The suggestion box lets you create and store models. For each of those models, you can request predictions from among choices. The machine learns by recording the reward for a particular prediction. The machine decides which options it will present to the client and then improves its ability to predict by inferring patterns from which items are rewarded compared to the others that were presented.

Before I get into the code, I want to diverge a little on the topic of recommendation engines. From what I’ve been able to tell, the suggestionbox machine is not designed to work like an Amazon product recommender where the corpus of choices is all products and the corpus of clients is all possible users.

Rather, suggestionbox models are smaller sets of choices that you want to train in order to improve some statistic or assist with some finite task. In my case, I want to train this model to pick movies for me to watch as I am incapable of making up my own mind.

The important part here is that the model is not the list of all known movies. It might be a few hundred movies hand-picked by my movie expert friend, or a critic, or maybe a published list of the top 100 movies of all time.

In addition to this small model of curated movies, I might also maintain a model that has categories and make predictions and reward categories based on viewing patterns. I could also create a distinct model with nothing but “Christmas action movies” — it all depends on what I want to get out of the model. Before I create a model, I need to decide what I want that model to help me do; what I want the predictions to facilitate. It’s also super easy to iterate on my model and make changes over time to improve my results.

For my sample application, I created a small set of a dozen movies consisting largely of movies from my childhood. You can see the JSON file in the github repository here. The following code loads this model from the JSON file on disk, creates in the suggestionbox, and then goes through 1,000 predictions. Upon each prediction, this code looks for “Die Hard” and rewards it and picks the first element if Die Hard is not included.

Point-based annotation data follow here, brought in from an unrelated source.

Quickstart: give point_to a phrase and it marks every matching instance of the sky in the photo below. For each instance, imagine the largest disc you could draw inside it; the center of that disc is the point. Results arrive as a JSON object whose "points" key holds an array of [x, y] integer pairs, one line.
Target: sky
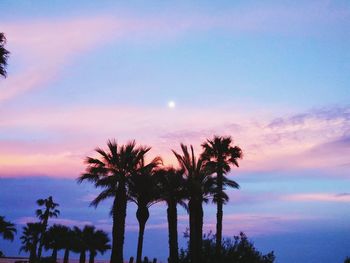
{"points": [[274, 75]]}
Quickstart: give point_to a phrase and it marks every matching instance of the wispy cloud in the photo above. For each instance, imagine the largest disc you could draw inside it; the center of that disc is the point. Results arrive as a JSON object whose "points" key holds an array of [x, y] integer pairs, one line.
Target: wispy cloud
{"points": [[44, 47], [319, 197]]}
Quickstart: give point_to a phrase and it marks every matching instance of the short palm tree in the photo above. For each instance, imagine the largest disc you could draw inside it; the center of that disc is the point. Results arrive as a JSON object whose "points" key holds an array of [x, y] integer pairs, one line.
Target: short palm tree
{"points": [[110, 172], [30, 238], [96, 241], [54, 238], [220, 156], [171, 183], [4, 54], [49, 210], [143, 190], [199, 186], [7, 229]]}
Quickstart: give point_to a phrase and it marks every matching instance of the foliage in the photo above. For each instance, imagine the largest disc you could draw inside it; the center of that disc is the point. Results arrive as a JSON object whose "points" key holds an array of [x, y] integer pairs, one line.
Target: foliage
{"points": [[4, 54], [7, 229], [236, 250]]}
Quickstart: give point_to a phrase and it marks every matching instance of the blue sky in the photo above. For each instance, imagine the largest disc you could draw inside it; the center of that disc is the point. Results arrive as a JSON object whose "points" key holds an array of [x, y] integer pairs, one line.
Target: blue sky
{"points": [[274, 75]]}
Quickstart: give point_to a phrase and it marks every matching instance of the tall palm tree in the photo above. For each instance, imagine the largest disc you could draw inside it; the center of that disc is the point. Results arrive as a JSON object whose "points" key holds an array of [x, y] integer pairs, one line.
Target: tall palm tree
{"points": [[171, 183], [110, 173], [49, 210], [144, 192], [96, 241], [80, 245], [199, 186], [68, 241], [220, 156], [7, 229], [4, 54], [30, 239]]}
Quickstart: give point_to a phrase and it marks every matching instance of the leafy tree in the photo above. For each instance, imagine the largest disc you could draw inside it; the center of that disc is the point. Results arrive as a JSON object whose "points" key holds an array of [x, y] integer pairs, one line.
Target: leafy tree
{"points": [[237, 250], [110, 172], [199, 186], [30, 239], [49, 210], [220, 156], [172, 183], [144, 192], [7, 230], [4, 54], [54, 238], [96, 241]]}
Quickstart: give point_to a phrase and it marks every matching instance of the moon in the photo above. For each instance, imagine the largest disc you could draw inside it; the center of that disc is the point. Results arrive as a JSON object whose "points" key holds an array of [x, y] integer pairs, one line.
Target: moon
{"points": [[171, 104]]}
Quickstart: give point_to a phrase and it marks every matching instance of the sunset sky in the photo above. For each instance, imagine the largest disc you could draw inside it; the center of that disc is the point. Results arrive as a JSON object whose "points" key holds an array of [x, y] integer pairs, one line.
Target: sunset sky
{"points": [[275, 75]]}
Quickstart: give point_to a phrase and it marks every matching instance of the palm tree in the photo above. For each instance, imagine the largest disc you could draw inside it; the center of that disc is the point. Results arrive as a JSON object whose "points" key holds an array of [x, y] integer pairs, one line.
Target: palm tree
{"points": [[80, 245], [54, 238], [30, 239], [4, 54], [96, 241], [199, 186], [144, 192], [68, 241], [220, 155], [171, 183], [7, 229], [49, 210], [110, 172]]}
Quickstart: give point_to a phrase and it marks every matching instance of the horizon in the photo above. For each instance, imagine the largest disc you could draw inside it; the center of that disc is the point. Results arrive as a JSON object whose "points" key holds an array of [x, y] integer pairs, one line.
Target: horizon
{"points": [[273, 75]]}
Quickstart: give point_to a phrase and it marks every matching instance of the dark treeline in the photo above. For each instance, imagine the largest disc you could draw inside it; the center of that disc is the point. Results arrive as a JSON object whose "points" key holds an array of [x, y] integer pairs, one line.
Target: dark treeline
{"points": [[123, 175]]}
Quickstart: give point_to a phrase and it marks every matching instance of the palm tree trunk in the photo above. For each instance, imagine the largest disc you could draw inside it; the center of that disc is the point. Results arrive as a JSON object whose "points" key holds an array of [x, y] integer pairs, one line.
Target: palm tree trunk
{"points": [[82, 257], [41, 243], [54, 254], [118, 231], [199, 232], [193, 232], [172, 226], [142, 215], [92, 256], [219, 216], [66, 256]]}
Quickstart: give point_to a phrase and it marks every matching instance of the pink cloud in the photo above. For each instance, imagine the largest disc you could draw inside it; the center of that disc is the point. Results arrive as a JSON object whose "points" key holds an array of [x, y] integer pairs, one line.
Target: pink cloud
{"points": [[295, 145], [319, 197]]}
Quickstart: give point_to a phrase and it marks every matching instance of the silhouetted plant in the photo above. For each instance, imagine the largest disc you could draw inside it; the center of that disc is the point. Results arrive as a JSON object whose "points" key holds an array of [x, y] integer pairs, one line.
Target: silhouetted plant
{"points": [[49, 210], [4, 54], [7, 230], [220, 155], [55, 239], [144, 191], [199, 185], [172, 183], [30, 239], [236, 250], [110, 173]]}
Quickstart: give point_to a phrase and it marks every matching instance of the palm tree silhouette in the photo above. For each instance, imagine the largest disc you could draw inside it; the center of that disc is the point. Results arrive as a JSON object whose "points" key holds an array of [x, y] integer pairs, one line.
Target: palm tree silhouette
{"points": [[7, 230], [144, 192], [110, 172], [80, 245], [54, 238], [30, 239], [4, 54], [96, 241], [199, 186], [68, 241], [49, 210], [171, 183], [220, 155]]}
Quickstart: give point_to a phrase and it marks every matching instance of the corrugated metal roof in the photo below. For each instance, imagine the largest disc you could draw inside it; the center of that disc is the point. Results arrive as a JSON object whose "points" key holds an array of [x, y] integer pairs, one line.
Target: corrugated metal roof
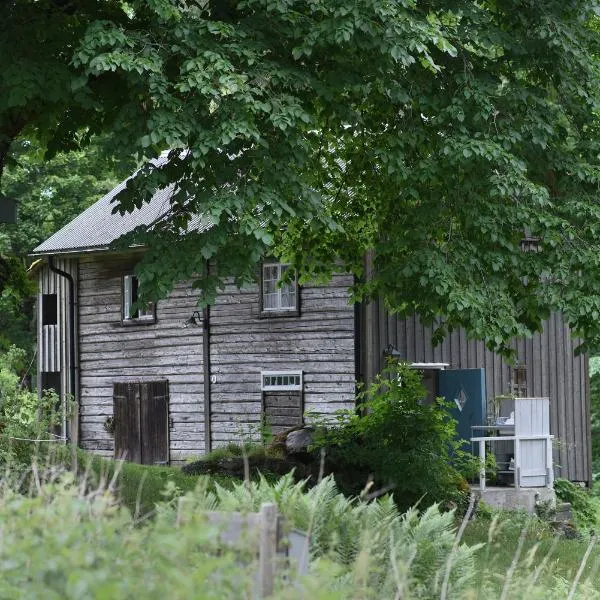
{"points": [[97, 227]]}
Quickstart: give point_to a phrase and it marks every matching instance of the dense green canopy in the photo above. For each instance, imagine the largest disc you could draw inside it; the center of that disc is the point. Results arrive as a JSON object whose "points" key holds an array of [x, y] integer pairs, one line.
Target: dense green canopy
{"points": [[438, 134]]}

fn suggestion_sample() -> Result<(), machinebox::Error> {
let mut model_file = File::open("examples/movie_model.json")?;
let movie_model = Model::from_file(&mut model_file)?;
println!(
"Loaded {} choices from the movie demo model",
movie_model.choices.len()
);
let sb = Suggestionbox::new("http://localhost:8080");
let _ = sb.delete_model("movie_demo"); // Remove before we start
let _res = sb.create_model(&movie_model)?;
let request = PredictionRequest {
inputs: vec![
Feature::number("age", 42.0),
Feature::list("favorite_genres",
vec!["action", "christmas", "adventure"]),
Feature::keyword("country", "USA"),
],
};
println!("Picking Die Hard from 1,000 predictions...");
for _iter in 0..1000 {
let predict = sb.predict("movie_demo", &request)?;
let diehard =
predict.choices.iter().find(|c| c.id == "diehard");
match diehard {
Some(ref prediction) => {
sb.reward("movie_demo",
&prediction.reward_id, 1.0)?;
}
None => {
sb.reward("movie_demo",
&predict.choices[0].reward_id, 1.0)?;
}
}
}

Because every prediction request had the same set of features (someone who loves Christmas action-adventure movies from the USA), and each prediction results in rewarding Die Hard, we should be able to make one final prediction and see what we get:

let response = sb.predict("movie_demo", &request)?;
println!("Prediction response post-training: {:#?}", response);
let stats = sb.get_model_stats("movie_demo")?;
println!("model stats - {:#?}", stats);

When we dump out the final prediction, we’ll see that Die Hard comes up with the highest score (naturally, since we gamed the system to make that happen). While I might agree with this recommendation, this is not realistic. With a larger variety of predict-reward scenarios, we’d be able to get more accurate predictions. The suggestionbox console actually comes with a simulator where you can create simulated users and determine how they choose. You can watch the simulation in real-time and see how it effects the model learning!

Feel free to play with the example in the Github repo to come up with more creative ways to train the model to get useful movie recommendations.

I am super excited about not having to write any of the predictive learning algorithms myself. I’m excited about having to do almost no work whatsoever in order to embed predictive models into my applications just by firing up a docker image and hitting it with a simple client SDK and hopefully you are too!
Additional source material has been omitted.